Performance test monitoring indicators and analysis and tuning guide

1. What factors will become the bottleneck of the system?

CPU: If there are a lot of calculations, they will occupy CPU resources continuously for a long time, causing other resources to be unable to compete for the CPU and responding slowly, thus causing system performance problems, such as frequent FullGC, and frequent context caused by multi-threading. Switching will cause the CPU to be busy. Generally, it is more appropriate for the CPU usage to be <75%.

Memory: Java memory is generally allocated through jvm memory, and the heap memory in the jvm is mainly used to store objects created by Java. The read and write speed of memory is very fast, but the memory space is limited. When the memory space is full and the objects cannot be recycled, it will lead to memory overflow or memory leak.

Disk I/O: The storage space of disk is much larger than that of memory, but the read and write speed of disk is slower than that of memory. Although SSD solid state drive is now introduced, it still cannot compare with the speed of memory.

Network: The size of the bandwidth will have a great impact on the transmission of data. When the amount of concurrency increases, the network can easily become a bottleneck.

Exception: If a Java program throws an exception, it must be caught. This process consumes performance. If exception handling is continued under high concurrency, the performance of the system will be affected.

Database: Database operations generally involve disk I/O reading and writing. A large number of database reading and writing operations will lead to disk I/O performance bottlenecks, which in turn will lead to delays in database operations.

When programming concurrently, multi-threads are often used to operate the same resource. At this time, in order to ensure the atomicity of the data, locks must be used. The use of locks will bring about context switching, thereby causing performance overhead.

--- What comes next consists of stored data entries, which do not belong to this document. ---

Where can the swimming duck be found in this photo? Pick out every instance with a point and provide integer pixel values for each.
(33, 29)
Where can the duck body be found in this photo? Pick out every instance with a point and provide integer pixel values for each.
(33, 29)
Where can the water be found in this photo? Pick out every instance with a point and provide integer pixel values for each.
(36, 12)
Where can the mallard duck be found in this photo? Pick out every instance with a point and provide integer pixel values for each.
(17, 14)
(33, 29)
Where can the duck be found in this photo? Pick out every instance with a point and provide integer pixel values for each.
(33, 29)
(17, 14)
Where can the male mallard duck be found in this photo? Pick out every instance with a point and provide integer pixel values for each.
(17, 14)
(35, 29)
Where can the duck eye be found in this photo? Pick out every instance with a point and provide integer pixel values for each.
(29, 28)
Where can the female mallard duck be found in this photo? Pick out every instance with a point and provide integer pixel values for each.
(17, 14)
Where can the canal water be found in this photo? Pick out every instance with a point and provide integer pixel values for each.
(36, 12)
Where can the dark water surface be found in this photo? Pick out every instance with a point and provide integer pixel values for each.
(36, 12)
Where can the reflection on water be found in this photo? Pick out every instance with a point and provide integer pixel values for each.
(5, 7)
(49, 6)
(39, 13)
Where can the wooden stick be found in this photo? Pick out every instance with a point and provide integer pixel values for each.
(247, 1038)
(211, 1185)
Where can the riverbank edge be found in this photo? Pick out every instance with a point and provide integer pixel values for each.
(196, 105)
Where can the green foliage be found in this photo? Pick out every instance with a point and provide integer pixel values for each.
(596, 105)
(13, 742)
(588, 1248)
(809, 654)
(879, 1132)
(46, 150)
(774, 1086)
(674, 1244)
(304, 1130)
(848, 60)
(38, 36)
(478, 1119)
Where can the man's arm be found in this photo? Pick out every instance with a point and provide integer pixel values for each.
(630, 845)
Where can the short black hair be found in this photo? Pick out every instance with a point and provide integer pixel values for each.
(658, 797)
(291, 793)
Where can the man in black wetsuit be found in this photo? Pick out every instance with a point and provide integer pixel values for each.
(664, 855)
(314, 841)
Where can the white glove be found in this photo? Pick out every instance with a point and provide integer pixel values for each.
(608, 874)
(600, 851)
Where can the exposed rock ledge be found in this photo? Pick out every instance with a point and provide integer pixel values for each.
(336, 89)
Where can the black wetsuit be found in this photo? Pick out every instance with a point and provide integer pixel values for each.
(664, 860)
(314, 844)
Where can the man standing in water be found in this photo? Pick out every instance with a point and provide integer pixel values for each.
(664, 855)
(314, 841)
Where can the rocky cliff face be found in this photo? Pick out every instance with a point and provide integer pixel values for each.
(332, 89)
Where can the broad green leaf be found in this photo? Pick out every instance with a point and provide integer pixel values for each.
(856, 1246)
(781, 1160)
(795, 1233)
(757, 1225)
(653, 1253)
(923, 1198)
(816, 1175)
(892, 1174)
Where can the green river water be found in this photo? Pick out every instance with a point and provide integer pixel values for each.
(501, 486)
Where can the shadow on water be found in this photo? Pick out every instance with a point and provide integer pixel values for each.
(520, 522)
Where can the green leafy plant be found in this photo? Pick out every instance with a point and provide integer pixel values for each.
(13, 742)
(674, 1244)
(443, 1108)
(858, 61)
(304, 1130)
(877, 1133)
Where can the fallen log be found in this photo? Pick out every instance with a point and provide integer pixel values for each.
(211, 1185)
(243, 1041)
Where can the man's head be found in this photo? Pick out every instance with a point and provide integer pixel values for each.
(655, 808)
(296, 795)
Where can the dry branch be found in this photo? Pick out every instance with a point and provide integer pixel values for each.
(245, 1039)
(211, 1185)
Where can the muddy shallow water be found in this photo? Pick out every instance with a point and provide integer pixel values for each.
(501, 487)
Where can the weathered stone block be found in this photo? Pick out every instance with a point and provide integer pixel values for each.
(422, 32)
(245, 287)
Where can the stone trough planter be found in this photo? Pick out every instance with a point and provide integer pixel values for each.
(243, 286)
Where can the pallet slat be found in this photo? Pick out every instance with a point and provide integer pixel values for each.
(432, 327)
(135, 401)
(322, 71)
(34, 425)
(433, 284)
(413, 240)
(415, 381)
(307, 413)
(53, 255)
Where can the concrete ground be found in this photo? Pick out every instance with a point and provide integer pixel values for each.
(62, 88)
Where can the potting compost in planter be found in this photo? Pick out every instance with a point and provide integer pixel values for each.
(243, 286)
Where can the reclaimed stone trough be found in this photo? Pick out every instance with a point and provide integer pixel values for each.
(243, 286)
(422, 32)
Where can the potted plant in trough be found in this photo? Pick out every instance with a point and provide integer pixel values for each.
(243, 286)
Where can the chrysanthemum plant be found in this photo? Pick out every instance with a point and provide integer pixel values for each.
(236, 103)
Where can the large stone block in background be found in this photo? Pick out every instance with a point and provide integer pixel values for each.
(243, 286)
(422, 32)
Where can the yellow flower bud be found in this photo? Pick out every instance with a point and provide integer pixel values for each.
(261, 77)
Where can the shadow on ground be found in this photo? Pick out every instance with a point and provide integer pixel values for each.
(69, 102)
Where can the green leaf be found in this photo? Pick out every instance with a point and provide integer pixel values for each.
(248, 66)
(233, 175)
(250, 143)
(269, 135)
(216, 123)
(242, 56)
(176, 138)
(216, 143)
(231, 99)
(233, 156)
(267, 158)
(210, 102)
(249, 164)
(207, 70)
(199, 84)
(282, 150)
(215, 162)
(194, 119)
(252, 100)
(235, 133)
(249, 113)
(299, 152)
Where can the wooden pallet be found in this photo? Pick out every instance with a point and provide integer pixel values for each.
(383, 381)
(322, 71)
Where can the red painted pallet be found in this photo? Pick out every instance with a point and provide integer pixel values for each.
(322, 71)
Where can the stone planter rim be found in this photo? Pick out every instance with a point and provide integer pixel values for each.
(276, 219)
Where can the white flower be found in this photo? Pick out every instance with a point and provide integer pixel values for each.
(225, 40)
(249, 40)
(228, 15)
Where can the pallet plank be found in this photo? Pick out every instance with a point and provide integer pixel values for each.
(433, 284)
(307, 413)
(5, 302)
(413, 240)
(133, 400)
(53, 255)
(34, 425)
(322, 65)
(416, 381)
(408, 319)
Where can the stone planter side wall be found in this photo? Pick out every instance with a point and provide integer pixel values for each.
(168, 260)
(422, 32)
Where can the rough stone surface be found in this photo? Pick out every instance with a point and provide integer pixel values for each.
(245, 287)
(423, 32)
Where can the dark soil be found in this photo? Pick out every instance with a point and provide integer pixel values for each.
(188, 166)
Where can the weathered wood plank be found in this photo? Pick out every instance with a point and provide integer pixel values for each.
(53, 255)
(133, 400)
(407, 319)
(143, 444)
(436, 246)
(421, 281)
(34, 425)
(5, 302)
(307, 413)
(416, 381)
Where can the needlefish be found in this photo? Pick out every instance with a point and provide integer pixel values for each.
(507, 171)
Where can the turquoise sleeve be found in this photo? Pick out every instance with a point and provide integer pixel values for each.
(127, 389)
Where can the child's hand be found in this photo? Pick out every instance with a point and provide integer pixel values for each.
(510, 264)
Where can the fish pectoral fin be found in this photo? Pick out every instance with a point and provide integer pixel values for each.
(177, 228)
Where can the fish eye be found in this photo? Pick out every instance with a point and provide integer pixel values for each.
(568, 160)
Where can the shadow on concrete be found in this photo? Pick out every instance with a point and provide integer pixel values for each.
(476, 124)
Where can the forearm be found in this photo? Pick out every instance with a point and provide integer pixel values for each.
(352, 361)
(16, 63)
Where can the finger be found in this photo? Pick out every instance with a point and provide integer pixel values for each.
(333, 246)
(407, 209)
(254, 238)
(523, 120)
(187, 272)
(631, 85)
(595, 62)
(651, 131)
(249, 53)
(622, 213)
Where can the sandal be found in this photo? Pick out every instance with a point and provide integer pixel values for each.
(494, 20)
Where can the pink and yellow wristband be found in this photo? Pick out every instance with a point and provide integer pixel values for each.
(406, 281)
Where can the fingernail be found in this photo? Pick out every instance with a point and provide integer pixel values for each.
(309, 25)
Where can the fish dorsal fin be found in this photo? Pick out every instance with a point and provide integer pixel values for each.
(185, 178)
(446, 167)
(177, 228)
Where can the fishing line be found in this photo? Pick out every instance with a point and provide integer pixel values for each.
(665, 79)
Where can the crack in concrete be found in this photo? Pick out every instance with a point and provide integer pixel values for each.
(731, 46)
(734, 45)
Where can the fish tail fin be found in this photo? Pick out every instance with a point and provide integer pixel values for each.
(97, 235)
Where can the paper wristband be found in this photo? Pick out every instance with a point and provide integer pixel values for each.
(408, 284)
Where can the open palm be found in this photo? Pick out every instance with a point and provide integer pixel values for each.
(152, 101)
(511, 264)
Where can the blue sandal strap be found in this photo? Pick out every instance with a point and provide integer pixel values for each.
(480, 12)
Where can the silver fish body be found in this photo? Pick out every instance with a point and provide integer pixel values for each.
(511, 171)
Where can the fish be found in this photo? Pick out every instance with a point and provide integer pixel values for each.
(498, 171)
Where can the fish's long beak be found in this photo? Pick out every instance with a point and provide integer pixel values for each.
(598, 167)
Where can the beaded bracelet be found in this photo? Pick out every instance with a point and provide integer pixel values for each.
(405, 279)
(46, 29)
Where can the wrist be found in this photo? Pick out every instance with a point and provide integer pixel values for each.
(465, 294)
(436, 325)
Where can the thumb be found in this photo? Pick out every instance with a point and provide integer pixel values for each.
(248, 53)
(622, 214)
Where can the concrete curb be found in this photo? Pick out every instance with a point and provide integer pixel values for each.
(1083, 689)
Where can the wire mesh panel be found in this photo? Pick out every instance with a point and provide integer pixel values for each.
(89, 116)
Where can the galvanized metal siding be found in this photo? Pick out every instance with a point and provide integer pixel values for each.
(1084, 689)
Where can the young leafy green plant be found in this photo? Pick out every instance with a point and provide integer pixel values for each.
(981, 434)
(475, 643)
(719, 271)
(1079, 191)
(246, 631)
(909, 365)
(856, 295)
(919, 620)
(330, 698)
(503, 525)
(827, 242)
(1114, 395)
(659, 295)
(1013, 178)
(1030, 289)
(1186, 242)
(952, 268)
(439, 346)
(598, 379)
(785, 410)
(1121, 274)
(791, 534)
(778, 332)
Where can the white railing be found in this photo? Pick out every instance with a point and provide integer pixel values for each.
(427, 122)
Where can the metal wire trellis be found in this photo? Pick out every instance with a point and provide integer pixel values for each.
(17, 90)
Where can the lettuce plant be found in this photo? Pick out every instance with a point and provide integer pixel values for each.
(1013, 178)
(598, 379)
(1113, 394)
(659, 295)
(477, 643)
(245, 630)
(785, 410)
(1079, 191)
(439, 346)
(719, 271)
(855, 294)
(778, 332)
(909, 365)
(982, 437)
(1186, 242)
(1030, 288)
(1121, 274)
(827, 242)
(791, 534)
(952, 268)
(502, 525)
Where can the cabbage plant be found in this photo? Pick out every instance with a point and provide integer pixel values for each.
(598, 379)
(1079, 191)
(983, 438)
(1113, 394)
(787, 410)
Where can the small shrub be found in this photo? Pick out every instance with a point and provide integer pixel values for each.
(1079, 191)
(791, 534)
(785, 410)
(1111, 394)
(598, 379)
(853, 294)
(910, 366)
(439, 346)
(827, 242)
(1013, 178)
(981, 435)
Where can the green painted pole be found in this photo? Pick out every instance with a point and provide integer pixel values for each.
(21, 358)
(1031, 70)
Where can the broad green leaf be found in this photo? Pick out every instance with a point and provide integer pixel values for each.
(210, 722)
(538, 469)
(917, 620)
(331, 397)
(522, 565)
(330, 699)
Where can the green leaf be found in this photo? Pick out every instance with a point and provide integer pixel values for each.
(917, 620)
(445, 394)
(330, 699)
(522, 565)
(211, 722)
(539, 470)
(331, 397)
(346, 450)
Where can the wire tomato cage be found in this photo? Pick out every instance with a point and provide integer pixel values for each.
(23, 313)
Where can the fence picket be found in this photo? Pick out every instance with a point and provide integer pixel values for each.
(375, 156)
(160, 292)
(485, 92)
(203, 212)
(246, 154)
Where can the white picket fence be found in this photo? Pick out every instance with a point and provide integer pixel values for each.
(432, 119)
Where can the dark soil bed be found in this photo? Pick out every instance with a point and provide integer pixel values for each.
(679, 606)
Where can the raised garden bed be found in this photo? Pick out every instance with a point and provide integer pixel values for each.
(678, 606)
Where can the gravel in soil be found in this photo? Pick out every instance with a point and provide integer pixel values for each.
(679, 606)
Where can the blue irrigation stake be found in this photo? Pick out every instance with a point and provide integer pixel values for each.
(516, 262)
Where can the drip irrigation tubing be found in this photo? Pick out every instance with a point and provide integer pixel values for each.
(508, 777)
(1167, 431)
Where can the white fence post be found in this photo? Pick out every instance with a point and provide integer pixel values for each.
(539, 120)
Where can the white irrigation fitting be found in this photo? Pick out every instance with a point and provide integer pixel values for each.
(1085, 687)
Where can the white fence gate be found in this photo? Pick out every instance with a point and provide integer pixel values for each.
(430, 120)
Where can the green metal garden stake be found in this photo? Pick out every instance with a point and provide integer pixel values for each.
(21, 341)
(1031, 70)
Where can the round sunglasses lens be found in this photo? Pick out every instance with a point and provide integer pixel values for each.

In JDK1. After 6, bias lock, spin lock, lightweight lock, lock coarsening, and lock elimination were added.

2. What indicators are used to measure the performance of the system?

1.RT response time

Database response time, that is, the time of database operations

Server response time, the server includes the time consumed by requests distributed by Nginx and the time consumed by server program execution.

Network response time, network transmission, and the time it takes for network hardware to parse transmitted requests.

Client response time, for general Web and App clients, the time consumed can be ignored. However, if the client has a large amount of logical processing, the time consumed may become longer.

2.TPS throughput

Disk throughput: IOPS (Input/Output Per Second) input and output per second. This is the number of I/O requests that the system can handle per unit time. I/O requests are usually read or write data operation requests. Pay attention to randomness. Reading and writing performance, suitable for applications with frequent random reading and writing, such as small file storage and mail servers. Data throughput, which is the amount of data that can be transmitted per unit time, is used for applications that require a large number of sequential reads and writes, and a large amount of continuous data, such as video editing.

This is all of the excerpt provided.